Q. Our house in Virginia has been for sale for several months now, and we are becoming a little disillusioned with the market.
Recently our real estate agent brought us an offer, but it was contingent on the purchasers selling their own house first. What risks are there and what protections should we have? Our broker suggested that we could take back-up contracts, but we don't understand how this works.
A: If you are a purchaser, it certainly makes sense to have the contract completely contingent on your ability to sell your own house first. Purchasers would want tohave no legal obligatin to purchase you house until they have sold -- or even settled -- on their own house. Under most contingencies, if the contingent sale does not occur, the contract sale does not occur, the contract is generally voidable at the option of the person for whom the contingency was created.
In other words, if your purchasers do not sell their house, they can decide to cancel the contract. However, they can also take the position that since the contingency is at their option, they can remove it and go forward to purchase your property. The courts are divided on the question of whether such a contingency benefits only the purchaser, or can also be used by the seller to declare the contract null and void.
Since you obviously don't want to get into litigation over this matter, I suggest that you consider a so-called "kick-out" clause, whereby you, the seller, give the purchaser a period of time in which to remove the contingency, thereby going forward with the contract, or cancelling it.
For example, if you find another potential buyer, you can tell your first purchaser to "fis or cut bait." The language you should use reads as follows:
"This contract is contingent on the ability of the purchaser to enter into a binding contract to sell their present house, located at Settlement on this contract will take place on or about the same time that settlement is conducted on the sale of the purchaser's house. The purchaser agrees that if the seller obtains a back-up contract, the purchaser will have 72 hours in which to remove this contingency, or this contract shall be null and void and the deposit refunded in full."
This is a fair and equitable resolution to your problem.

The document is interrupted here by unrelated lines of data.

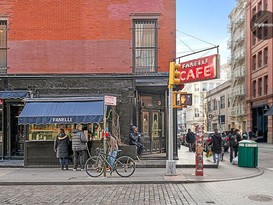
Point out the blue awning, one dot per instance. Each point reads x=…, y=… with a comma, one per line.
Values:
x=62, y=112
x=13, y=94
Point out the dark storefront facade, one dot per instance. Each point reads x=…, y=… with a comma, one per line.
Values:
x=26, y=136
x=67, y=51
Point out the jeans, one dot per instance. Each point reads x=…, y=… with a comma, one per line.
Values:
x=112, y=157
x=216, y=158
x=79, y=158
x=233, y=152
x=63, y=162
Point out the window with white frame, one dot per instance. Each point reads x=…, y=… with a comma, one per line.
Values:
x=145, y=45
x=3, y=45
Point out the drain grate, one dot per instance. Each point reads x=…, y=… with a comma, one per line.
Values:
x=260, y=197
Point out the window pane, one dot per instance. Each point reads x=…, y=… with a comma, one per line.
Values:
x=145, y=48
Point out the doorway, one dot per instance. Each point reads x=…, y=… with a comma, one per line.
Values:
x=13, y=133
x=152, y=122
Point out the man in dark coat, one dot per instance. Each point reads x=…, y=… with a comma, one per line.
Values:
x=61, y=147
x=216, y=149
x=135, y=139
x=190, y=138
x=234, y=140
x=79, y=146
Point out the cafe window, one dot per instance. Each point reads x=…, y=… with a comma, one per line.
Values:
x=49, y=132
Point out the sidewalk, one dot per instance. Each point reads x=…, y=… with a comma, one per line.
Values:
x=147, y=175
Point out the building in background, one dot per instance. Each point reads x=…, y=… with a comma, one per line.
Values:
x=237, y=45
x=217, y=108
x=80, y=49
x=259, y=73
x=193, y=117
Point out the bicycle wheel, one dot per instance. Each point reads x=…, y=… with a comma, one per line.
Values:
x=125, y=166
x=94, y=166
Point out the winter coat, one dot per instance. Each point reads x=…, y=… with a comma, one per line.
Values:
x=133, y=138
x=216, y=143
x=79, y=141
x=190, y=137
x=61, y=146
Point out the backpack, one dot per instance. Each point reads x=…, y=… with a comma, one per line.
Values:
x=233, y=141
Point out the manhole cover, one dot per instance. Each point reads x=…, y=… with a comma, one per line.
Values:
x=260, y=197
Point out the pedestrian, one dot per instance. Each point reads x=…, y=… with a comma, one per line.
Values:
x=112, y=149
x=190, y=138
x=61, y=147
x=79, y=146
x=135, y=139
x=216, y=146
x=234, y=139
x=251, y=135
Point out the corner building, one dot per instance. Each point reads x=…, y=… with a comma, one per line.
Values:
x=259, y=73
x=59, y=50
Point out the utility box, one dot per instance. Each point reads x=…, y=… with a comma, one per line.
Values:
x=248, y=153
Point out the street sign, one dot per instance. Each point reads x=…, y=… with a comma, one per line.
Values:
x=110, y=100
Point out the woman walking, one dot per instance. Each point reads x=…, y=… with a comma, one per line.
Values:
x=61, y=145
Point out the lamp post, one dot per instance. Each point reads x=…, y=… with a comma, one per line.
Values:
x=219, y=114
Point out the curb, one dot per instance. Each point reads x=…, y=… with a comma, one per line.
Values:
x=187, y=181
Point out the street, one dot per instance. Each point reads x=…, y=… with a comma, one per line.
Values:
x=257, y=190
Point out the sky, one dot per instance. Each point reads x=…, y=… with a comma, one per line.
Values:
x=202, y=24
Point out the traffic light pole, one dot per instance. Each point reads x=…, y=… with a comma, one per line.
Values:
x=170, y=163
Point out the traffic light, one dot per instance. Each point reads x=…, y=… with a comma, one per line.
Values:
x=186, y=99
x=174, y=74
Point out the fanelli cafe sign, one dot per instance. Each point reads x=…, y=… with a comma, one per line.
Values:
x=200, y=69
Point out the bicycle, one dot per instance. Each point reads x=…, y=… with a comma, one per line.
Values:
x=124, y=166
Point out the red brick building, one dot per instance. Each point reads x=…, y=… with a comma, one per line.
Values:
x=64, y=49
x=259, y=75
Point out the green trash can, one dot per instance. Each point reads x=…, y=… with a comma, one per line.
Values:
x=248, y=153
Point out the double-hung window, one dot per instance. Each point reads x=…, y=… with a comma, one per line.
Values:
x=3, y=46
x=145, y=45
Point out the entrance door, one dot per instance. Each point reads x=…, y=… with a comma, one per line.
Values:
x=154, y=139
x=14, y=145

Your purchasers have preserved their desire to sell their own house first, but you are reserving the right to try to find another purchaser during the interim.
Don't be afraid to take back-up contracts. After you have signed one legally binding contract to sell your house, you may find others that are willing to fall into a secondary position, in the event that the primary contract falls through. There are many reasons for such a contract to fail.
For example, the purchaser may be unable to obtain the financing or, citing a structural contingency clause, may find the house unsatisfactory.
Thus, if another purchaser comes your way, in today's market you certainly should sign another contract, but make sure to ad the following clause: "This contract will not become binding on the parties until the seller notifies the buyer in writing that the contract has been accepted. It is clearly understood that this is a back-up contract, contingent upon the voiding of an earlier contract to purchase."